The McGuire Sisters are shown during a performance on Nov. 6, 1953. From left are Christine, Phyllis and Dorothy McGuire.

Phyllis McGuire of the famed McGuire Sisters loved her life in “the Beverly Hills of Las Vegas,” a term she coined for her 26,000-square-foot mansion in the Rancho Circle estates near downtown Las Vegas.

The home includes a 45-foot version of the Eiffel Tower serving as structural reinforcement for the main property on the estate, which is flanked by a pair of guest homes.

McGuire, the last of the living McGuire sisters, died this week at the estate. She was 89.

McGuire reportedly paid $5 million in 1980 for a full-scale renovation on the property she originally purchased in 1967, right around when the McGuire Sisters retired from public appearances.

She shared the estate with longtime companion Mike Davis, an oil tycoon who preceded her in death.

The McGuire Sisters rose to popularity during World War II, when they were in their late teens and early 20s, and would perform at veterans hospitals and during benefits.

“They were amazing. They brought the country together by singing wonderful songs,” said Lovee Arum, one of McGuire’s longtime friends.

The sisters got their big break in 1952 when they traveled to New York from their hometown of Middletown, Ohio, to try out for the “Arthur Godfrey’s Talent Scouts” show. That led to a two-month gig on the national radio broadcast of singer Kate Smith.

Their popularity continued to rise in the 1950s with frequent appearances on “The Ed Sullivan show.” They performed for five U.S. presidents, were friends with the likes of Dean Martin and Perry Como, and had numerous nightclub engagements in Las Vegas in the 1980s after briefly coming out of retirement.

Click to enlarge photo

Singer Phyllis McGuire, 64, the youngest of The McGuire Sisters, smiles after receiving a cluster of balloons from longtime friends Debbie Reynolds and Rip Taylor at her home in Las Vegas, Tuesday, Dec. 12, 1995.
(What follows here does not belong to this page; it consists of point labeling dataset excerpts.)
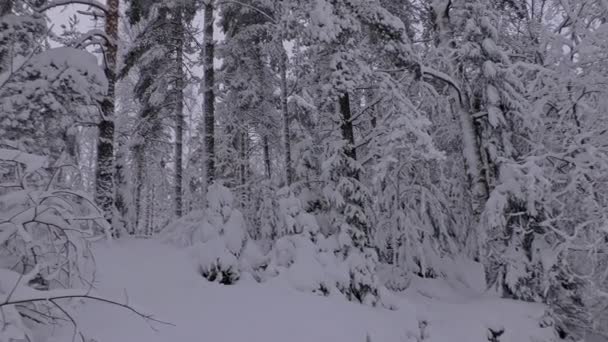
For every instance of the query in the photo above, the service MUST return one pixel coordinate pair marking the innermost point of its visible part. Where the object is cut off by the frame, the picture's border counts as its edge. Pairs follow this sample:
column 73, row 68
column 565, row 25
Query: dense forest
column 357, row 145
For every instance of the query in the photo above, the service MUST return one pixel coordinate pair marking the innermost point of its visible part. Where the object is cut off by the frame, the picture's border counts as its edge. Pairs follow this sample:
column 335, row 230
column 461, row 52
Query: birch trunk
column 209, row 95
column 104, row 178
column 179, row 111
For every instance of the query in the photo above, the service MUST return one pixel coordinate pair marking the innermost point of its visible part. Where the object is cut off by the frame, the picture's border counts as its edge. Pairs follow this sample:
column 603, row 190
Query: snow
column 163, row 280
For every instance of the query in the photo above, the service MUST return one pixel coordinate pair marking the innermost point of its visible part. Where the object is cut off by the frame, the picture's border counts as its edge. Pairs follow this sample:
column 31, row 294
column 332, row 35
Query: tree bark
column 179, row 111
column 6, row 7
column 285, row 113
column 267, row 157
column 348, row 133
column 104, row 179
column 209, row 95
column 139, row 160
column 462, row 107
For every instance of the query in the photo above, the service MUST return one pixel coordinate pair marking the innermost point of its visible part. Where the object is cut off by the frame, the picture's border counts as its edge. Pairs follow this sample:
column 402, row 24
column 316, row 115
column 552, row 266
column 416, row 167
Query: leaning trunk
column 348, row 134
column 179, row 112
column 209, row 96
column 285, row 113
column 104, row 182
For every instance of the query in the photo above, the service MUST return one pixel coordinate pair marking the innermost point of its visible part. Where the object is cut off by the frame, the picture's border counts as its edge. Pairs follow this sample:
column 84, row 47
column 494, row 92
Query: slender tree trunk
column 462, row 107
column 346, row 128
column 243, row 166
column 285, row 113
column 6, row 7
column 267, row 157
column 179, row 112
column 209, row 95
column 121, row 186
column 138, row 152
column 104, row 182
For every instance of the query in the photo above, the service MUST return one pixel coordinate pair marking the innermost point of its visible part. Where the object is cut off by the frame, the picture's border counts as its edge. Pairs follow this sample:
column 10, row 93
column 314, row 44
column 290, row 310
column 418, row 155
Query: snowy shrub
column 219, row 237
column 312, row 262
column 394, row 278
column 44, row 247
column 217, row 263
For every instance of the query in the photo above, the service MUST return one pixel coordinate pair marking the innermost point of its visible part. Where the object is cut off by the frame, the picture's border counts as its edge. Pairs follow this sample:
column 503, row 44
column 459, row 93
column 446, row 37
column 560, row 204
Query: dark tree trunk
column 104, row 179
column 179, row 112
column 209, row 95
column 348, row 133
column 285, row 112
column 267, row 157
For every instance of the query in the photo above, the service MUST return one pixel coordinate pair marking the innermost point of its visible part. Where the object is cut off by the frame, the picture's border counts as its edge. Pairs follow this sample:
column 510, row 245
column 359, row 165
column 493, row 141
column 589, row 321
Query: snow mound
column 160, row 279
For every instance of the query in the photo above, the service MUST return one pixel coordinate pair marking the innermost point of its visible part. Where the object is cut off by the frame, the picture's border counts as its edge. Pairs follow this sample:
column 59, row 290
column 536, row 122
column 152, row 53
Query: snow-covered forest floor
column 162, row 280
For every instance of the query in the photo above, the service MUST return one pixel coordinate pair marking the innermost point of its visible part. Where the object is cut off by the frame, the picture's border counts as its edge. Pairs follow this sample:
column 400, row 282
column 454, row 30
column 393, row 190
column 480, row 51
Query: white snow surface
column 163, row 280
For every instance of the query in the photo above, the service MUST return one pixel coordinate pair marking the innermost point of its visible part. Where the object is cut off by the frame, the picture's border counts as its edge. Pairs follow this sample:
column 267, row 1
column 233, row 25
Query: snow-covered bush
column 327, row 265
column 219, row 238
column 44, row 232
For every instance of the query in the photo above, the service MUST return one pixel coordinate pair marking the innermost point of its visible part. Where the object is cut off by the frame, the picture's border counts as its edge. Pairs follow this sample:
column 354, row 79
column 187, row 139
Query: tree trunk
column 462, row 107
column 348, row 133
column 285, row 113
column 120, row 182
column 6, row 7
column 179, row 111
column 243, row 165
column 104, row 182
column 209, row 95
column 139, row 160
column 267, row 157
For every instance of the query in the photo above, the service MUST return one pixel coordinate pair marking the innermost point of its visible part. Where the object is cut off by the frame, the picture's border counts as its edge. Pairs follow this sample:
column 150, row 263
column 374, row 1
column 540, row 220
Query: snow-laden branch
column 262, row 12
column 89, row 38
column 443, row 77
column 57, row 3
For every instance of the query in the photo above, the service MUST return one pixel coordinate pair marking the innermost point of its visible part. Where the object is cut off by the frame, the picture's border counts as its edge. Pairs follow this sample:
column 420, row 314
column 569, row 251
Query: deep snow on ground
column 162, row 280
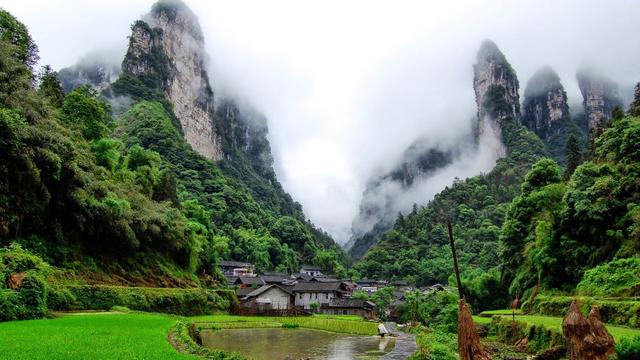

Arum says it was McGuire’s glamour that is most memorable. That includes her estate, which features a replica Arc de Triomphe at the entrance, and antiques, Persian rugs and crystal art from the 19th century. The backyard has a tennis court, lavish pool, the “Phyllis’ Place” salon and a bridge leading over a lake toward a guest house.

McGuire was also very charitable.

She initially met Arum while performing with Johnny Carson during an American Cancer Society function. Over the years, Arum was amazed at her friend’s generosity and kindness.

“This is a great lady. This is a really special lady,” Arum said. “She never said no to a charity.”

She was also preceded in death by her two McGuire Sisters siblings, Dorothy in 2012 and Christine in 2018. Together, they produced iconic classics such as “Sugartime,” “Something’s Gotta Give” and “May You Always.”

“Phyllis McGuire was beautiful, talented, and was part of the Las Vegas allure,” Arum said.  

“She was the perfection of glamour and entertainment during the most exciting times in Las Vegas. … The Las Vegas community was gifted by Phyllis’ presence as the city grew and developed culturally and philanthropically. Phyllis was always present when asked.”